In Defense of Boredom

Have you noticed how difficult it is to be bored anymore?

(Insert joke about reading this blog here).

But seriously, it is really hard to find yourself in a boring situation these days.

The boredom traditionally associated with things like waiting in the doctor’s office, going to the DMV, or sitting in a lengthy meeting have largely been mitigated by technology. The second any trace of boredom hits, we reach for our pocket and check Instagram or catch Pokemon for a few seconds.

Which, in many ways, is pretty awesome.

When I was a kid, I used to love going to my grandmothers house, but the car ride was excruciating. My sister and I would try to play games like I Spy, but usually ended up fighting with each other or wailing in misery in the backseat. I would have given up my entire pogs collection for just one hour with a Kindle.

These days, its pretty easy to plug a kid into a tablet and ride in near perfect harmony and bliss. On a recent six hour car ride to the beach, my daughter had the time of her life, enjoying more screen time than we normally let her watch in a month. She barely complained at all.

But of course, there is a huge potential downside.

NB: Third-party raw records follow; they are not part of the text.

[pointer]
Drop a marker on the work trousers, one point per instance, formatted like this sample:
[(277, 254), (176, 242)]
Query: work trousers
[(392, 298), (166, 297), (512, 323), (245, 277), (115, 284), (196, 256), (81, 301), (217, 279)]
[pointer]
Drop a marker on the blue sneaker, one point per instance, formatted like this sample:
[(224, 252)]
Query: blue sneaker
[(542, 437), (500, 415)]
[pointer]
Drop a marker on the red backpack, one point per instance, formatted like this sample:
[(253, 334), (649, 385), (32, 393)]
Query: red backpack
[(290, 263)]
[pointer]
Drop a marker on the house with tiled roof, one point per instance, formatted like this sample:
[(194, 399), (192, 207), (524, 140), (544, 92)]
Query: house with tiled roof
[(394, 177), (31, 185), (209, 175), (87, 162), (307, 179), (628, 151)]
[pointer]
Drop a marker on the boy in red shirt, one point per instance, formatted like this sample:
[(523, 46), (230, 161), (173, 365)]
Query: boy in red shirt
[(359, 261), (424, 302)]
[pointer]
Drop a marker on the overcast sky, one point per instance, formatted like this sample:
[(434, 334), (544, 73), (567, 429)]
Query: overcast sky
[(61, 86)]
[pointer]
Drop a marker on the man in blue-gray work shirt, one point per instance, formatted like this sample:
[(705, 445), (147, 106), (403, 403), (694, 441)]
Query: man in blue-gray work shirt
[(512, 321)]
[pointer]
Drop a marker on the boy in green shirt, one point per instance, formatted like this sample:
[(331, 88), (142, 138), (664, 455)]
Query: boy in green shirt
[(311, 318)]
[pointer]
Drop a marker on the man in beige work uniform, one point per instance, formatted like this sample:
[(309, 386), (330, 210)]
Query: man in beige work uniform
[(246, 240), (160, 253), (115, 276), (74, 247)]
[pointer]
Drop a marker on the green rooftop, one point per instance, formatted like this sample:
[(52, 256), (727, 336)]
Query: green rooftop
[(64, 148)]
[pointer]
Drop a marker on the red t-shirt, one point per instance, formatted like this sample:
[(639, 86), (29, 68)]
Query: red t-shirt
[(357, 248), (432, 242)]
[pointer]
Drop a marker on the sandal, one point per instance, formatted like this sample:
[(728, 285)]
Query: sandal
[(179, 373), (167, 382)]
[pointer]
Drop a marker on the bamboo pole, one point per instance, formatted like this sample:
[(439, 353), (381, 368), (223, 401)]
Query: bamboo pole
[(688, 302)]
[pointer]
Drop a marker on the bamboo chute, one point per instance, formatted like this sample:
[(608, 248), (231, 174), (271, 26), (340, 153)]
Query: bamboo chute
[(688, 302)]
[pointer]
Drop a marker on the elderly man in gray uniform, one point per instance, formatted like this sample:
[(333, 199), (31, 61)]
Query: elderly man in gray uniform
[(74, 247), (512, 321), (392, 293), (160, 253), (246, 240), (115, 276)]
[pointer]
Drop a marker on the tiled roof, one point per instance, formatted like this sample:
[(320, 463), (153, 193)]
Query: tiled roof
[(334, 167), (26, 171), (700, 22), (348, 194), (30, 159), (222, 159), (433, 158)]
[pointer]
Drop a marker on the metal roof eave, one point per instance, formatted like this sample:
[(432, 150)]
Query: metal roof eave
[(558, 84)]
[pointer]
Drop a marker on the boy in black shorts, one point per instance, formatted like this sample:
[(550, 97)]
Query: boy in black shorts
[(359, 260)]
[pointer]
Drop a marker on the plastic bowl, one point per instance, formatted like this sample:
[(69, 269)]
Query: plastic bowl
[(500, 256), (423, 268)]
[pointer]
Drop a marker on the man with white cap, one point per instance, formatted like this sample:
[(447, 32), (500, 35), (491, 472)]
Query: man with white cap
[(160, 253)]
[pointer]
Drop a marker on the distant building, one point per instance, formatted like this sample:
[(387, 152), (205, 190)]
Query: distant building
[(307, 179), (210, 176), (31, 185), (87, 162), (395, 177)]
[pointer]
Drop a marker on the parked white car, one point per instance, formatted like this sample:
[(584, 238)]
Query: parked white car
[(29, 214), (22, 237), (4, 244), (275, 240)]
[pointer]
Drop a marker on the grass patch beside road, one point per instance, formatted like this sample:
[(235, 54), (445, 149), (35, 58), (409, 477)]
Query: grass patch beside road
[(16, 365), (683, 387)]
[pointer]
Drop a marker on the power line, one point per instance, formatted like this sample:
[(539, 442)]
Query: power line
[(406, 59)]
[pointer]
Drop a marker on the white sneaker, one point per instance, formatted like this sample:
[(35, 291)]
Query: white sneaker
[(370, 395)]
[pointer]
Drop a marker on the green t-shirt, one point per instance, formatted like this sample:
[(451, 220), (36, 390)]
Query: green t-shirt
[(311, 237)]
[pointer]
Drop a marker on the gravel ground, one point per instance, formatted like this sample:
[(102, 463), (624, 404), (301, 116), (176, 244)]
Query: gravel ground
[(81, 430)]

Being bored has some great benefits. It gives your mind time to rest and generate ideas. (This is why you get awesome ideas in the shower). It helps build your attention span and, I believe, being comfortable with boredom helps you more readily get into a flow state

I am sure this sounds a bit like the old guy yelling at kids to get off his lawn. Every generation in the history of generations thinks the one after them is too soft. That’s not what this is. My generation is just as guilty of this. 

It’s time we all do something about it.

The practice

I have recently forced myself to embrace boredom for 

I leave my phone at home when I walk the dog. I have installed a social media blocker on my computer. When I find myself waiting in line, I force myself to leave my phone in my pocket. I look around me. I talk to strangers. I rest. 

I’d like to challenge you to do the same. Turn your phone off more. Go on long walks. Experiment with one work day per week where you (gasp) force yourself to leave your phone at home entirely.

Trust me though, the key word here is force. This was not natural for me and it won’t be for you. But after a few weeks I noticed that I did much better work when I sat down for a focused session. All of the little mini-boredom tests I forced upon myself added up to make me much more comfortable when working and my mind produced more and better ideas with less effort.

So give it a shot. It won’t always be fun, but I promise this boredom stuff is actually pretty exciting.